Leaders must learn the difference between confidence and arrogance – when leading, when attempting to rise within their organizations and companies, when interviewing for positions, and when attempting to become an influencer.
Let’s take the example of engaging with your boss and determining whether you want to influence, convince, or discourage the leader. Influencing means being heard & having a voice inside a situation which involves playing a change role that also has the potential for others to see you differently. This is about having the confidence to speak up and put everything on the line, recognizing that your contribution may be one of many that all have some level of value. It’s not about winning. It’s about being respected within the dialogue. If you’re confident, others will defer the space to you and allow you to be heard. If you’re arrogant, you may claim the space and be heard, but you will lose respect and the opportunity to influence. The big personality, braggart, or no-it-all generally has short-term impact, though they may perceive themselves as big, important players. A 360 will quickly show up the reality.
Taking a convincing posture means believing that you have THE solution, and it’s backed up by the facts. Depending upon the circumstances, this could be absolutely critical in a crisis situation or alternatively, still just as important regarding an issue that has long-term impact potential that others simply are not seeing yet. This takes confidence and moves beyond simply being heard and having influence to needing to get through. It requires executive and leadership presence that are effective, minus any tinge of arrogance. It’s simply too important for an arrogant posture to derail THE answer.
Discouraging a leader comes from a place of concern that a solution that has already been deployed or is about to be selected is absolutely all wrong. It accompanies having a convincing posture, but instead of being about pursuing positive outcomes, it’s about shifting away from negative impacts. It requires the ability to detail with confidence that to go down this path is to choose unsustainable strategies or to incur significant losses in the future.
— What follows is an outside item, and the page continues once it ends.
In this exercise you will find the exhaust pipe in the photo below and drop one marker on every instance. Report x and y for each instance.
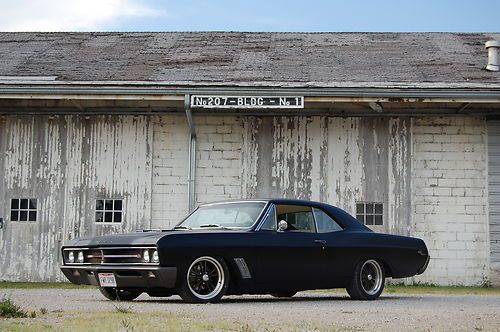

Generally, the discussion is from a negative posture, but can be turned to a positive if averting unfortunate outcomes can be the position pled.
Being confident is usually not accompanied by being emotional. The trick is how to feel the positive energy of having done your homework, enlisted champions to support where possible, while recognizing that even the best of us can have missed something. Displaying openness when the gap analysis of our peers identifies something we didn’t think of, and graciously include the thinking into the mix, is mastery of how to build a team that is able and willing to see the gaps together and moves past someone or a team needing to win.
Arrogance is about winning. Confidence is about believing – in yourself and in others. Arrogance is stingy. Confidence can be multiplied. Arrogance is self-absorbed & self-serving. Confidence breeds collaboration and leverages possibility.
Test yourself next time you’re in a meeting and see which approach you are functioning from. Being astute about what your real posture is as you enter a room will exponentially increase your ability to navigate your daily leadership challenges.